Re: [PATCH -v4 5/7] locking, arch: Update spin_unlock_wait()

From: Will Deacon
Date: Fri Jun 03 2016 - 08:47:28 EST


Hi Peter,

On Thu, Jun 02, 2016 at 11:51:19PM +0200, Peter Zijlstra wrote:
> On Thu, Jun 02, 2016 at 06:57:00PM +0100, Will Deacon wrote:
> > > +++ b/include/asm-generic/qspinlock.h
> > > @@ -28,30 +28,13 @@
> > > */
> > > static __always_inline int queued_spin_is_locked(struct qspinlock *lock)
> > > {
> > > + /*
> > > + * See queued_spin_unlock_wait().
> > > *
> > > + * Any !0 state indicates it is locked, even if _Q_LOCKED_VAL
> > > + * isn't immediately observable.
> > > */
> > > - smp_mb();
> > > + return !!atomic_read(&lock->val);
> > > }
> >
> > I'm failing to keep up here :(
> >
> > The fast-path code in queued_spin_lock is just an atomic_cmpxchg_acquire.
> > If that's built out of LL/SC instructions, then why don't we need a barrier
> > here in queued_spin_is_locked?
> >
> > Or is the decision now that only spin_unlock_wait is required to enforce
> > this ordering?
>
> (warning: long, somewhat rambling, email)

Thanks for taking the time to write this up. Comments inline.

> You're talking about the smp_mb() that went missing?

Right -- I think you still need it.

> So that wasn't the reason that smp_mb() existed..... but that makes the
> atomic_foo_acquire() things somewhat hard to use, because I don't think
> we want to unconditionally put the smp_mb() in there just in case.
>
> Now, the normal atomic_foo_acquire() stuff uses smp_mb() as per
> smp_mb__after_atomic(), its just ARM64 and PPC that go all 'funny' and
> need this extra barrier. Blergh.
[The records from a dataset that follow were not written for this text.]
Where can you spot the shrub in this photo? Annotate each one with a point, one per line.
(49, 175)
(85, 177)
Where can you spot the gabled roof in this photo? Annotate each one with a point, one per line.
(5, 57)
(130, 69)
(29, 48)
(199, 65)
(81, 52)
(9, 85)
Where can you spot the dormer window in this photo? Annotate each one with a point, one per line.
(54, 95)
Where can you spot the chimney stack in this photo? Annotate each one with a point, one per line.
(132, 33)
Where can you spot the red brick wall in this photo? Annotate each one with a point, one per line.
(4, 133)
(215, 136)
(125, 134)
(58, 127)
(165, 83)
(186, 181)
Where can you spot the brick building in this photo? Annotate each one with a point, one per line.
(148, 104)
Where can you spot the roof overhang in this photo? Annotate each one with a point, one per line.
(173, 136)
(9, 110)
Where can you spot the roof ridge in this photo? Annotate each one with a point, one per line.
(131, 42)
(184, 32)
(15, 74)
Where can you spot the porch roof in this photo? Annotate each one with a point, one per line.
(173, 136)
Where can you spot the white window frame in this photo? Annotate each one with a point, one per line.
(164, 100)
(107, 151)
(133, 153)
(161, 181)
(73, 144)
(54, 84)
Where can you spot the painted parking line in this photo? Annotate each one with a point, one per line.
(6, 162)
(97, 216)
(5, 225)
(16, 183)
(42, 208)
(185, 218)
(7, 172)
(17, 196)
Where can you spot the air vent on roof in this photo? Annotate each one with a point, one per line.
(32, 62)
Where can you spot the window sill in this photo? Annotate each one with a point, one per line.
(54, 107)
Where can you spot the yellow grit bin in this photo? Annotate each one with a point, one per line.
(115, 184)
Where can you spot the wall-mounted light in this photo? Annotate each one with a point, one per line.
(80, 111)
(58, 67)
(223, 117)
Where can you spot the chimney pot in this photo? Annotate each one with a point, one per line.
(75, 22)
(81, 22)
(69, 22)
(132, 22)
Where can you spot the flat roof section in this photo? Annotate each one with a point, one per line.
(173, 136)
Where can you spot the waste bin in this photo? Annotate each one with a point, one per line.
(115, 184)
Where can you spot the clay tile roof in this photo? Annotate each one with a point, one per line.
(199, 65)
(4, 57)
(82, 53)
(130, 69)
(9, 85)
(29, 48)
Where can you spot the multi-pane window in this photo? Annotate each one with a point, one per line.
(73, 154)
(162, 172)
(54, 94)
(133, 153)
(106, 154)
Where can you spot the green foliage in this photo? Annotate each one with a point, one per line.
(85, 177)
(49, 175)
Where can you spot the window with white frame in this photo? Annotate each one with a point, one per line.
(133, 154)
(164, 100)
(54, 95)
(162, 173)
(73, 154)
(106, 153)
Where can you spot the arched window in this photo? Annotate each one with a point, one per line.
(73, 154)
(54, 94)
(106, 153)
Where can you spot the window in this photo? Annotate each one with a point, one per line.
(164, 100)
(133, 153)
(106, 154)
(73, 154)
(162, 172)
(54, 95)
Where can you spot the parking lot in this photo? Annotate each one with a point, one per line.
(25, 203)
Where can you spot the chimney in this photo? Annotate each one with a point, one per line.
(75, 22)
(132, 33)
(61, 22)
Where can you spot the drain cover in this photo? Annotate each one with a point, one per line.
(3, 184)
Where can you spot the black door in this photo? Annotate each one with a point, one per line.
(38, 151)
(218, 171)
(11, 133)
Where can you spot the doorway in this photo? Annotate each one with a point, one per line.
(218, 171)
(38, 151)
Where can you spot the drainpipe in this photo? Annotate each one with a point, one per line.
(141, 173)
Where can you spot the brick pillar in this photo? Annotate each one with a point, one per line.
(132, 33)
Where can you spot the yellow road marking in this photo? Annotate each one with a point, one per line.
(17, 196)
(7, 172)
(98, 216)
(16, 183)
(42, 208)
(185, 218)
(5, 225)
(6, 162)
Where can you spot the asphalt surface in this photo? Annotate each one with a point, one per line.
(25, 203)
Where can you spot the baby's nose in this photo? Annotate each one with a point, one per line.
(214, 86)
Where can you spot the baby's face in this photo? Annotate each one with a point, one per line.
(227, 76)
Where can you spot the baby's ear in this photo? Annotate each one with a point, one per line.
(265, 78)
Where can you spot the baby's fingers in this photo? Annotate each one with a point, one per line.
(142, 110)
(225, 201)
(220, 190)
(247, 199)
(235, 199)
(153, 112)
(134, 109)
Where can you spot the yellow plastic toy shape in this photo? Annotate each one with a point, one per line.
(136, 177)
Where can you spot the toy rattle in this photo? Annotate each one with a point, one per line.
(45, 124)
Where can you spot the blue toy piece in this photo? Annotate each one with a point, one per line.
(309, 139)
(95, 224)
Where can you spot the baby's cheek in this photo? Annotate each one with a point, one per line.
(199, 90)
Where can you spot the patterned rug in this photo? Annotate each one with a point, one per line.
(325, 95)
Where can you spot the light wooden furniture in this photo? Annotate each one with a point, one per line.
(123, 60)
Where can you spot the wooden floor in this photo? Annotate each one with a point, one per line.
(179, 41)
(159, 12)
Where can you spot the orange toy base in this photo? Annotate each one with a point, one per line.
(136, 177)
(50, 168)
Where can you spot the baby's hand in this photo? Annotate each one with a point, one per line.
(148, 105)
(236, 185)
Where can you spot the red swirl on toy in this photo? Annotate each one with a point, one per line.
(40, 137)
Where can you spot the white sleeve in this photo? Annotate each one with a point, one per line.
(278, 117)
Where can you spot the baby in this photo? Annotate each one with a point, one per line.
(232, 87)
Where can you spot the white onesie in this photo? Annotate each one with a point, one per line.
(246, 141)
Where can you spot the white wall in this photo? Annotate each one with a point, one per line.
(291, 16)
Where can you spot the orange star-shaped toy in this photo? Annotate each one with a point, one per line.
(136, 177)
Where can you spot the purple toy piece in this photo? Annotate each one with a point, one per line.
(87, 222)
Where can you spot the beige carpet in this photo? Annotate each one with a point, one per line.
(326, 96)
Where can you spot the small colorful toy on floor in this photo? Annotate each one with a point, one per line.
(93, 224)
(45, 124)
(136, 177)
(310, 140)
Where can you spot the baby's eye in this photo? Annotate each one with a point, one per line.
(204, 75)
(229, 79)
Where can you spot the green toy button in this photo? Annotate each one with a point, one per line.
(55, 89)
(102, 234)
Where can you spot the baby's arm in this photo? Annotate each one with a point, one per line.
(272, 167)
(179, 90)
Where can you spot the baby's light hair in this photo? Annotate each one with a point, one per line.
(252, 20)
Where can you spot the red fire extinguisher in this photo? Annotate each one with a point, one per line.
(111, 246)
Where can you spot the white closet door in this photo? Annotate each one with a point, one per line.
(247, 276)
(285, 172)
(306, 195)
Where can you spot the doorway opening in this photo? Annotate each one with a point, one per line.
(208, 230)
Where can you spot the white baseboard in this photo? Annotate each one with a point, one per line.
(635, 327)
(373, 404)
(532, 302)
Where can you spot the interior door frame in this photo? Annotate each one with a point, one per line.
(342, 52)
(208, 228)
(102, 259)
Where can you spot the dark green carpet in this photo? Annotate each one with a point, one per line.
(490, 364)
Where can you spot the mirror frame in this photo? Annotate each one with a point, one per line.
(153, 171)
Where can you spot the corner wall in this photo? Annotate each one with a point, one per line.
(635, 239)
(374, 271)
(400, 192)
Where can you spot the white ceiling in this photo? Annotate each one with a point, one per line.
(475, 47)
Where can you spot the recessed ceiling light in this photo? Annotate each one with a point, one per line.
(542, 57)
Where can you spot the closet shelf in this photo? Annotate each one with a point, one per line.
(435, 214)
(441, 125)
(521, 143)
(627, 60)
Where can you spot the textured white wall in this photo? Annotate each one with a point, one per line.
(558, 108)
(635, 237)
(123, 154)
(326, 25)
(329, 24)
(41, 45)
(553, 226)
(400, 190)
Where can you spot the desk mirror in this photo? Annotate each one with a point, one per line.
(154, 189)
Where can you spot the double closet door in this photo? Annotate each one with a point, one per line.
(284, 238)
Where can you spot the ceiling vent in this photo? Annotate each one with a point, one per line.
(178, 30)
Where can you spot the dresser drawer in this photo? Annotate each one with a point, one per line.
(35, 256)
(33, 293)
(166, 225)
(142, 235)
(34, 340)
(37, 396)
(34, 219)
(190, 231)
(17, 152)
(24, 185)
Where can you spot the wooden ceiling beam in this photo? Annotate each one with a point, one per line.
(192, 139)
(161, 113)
So lets shelf this issue for a bit.

Hmm... I certainly plan to get qspinlock up and running for arm64 in the
near future, so I'm not keen on shelving it for very long.
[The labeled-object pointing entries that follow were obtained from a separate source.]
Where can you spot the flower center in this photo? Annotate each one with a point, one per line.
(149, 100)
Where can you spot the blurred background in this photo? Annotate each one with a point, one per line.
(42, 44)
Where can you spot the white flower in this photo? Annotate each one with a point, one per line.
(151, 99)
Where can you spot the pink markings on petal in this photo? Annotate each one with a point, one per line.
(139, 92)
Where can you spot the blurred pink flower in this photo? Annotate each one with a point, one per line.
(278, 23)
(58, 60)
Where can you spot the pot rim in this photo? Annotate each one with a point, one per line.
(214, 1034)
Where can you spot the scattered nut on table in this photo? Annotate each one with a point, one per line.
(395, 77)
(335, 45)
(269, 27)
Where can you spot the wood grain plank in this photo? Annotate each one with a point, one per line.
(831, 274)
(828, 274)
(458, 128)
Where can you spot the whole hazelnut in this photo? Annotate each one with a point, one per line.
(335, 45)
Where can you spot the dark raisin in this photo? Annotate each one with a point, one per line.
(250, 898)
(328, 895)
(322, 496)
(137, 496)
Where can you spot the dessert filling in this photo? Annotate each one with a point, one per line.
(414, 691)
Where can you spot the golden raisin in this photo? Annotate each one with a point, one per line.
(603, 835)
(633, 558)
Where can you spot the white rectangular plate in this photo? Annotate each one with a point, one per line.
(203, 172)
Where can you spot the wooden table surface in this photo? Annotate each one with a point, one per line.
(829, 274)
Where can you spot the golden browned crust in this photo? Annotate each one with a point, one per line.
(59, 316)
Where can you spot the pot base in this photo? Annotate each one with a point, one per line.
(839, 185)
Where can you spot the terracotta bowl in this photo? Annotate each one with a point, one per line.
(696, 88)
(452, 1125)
> Let me write some text to hopefully explain where it did come from and
> why I now removed it.
>
>
> So the spin_is_locked() correctness issue comes from something like:
>
> CPU0 CPU1
>
> global_lock(); local_lock(i)
> spin_lock(&G) spin_lock(&L[i])
> for (i) if (!spin_is_locked(&G)) {
> spin_unlock_wait(&L[i]); smp_acquire__after_ctrl_dep();
> return;
> }
> /* deal with fail */
>
> Where it is important CPU1 sees G locked or CPU0 sees L[i] locked such
> that there is exclusion between the two critical sections.

Yes, and there's also a version of this where CPU0 is using spin_is_locked
(see 51d7d5205d338 "powerpc: Add smp_mb() to arch_spin_is_locked()").

> The load from spin_is_locked(&G) is constrained by the ACQUIRE from
> spin_lock(&L[i]), and similarly the load(s) from spin_unlock_wait(&L[i])
> are constrained by the ACQUIRE from spin_lock(&G).
>
> Similarly, later stuff is constrained by the ACQUIRE from CTRL+RMB.
>
> Given a simple (SC) test-and-set spinlock the above is fairly straight
> forward and 'correct', right?

Well, the same issue that you want to shelve can manifest here with
test-and-set locks too, allowing the spin_is_locked(&G) to be speculated
before the spin_lock(&L[i]) has finished taking the lock on CPU1.

Even ignoring that, I'm not convinced this would work for test-and-set
locks without barriers in unlock_wait and is_locked. For example, a
cut-down version of your test looks like:

CPU0: CPU1:
LOCK x LOCK y
Read y Read x

and you don't want the reads to both return "unlocked".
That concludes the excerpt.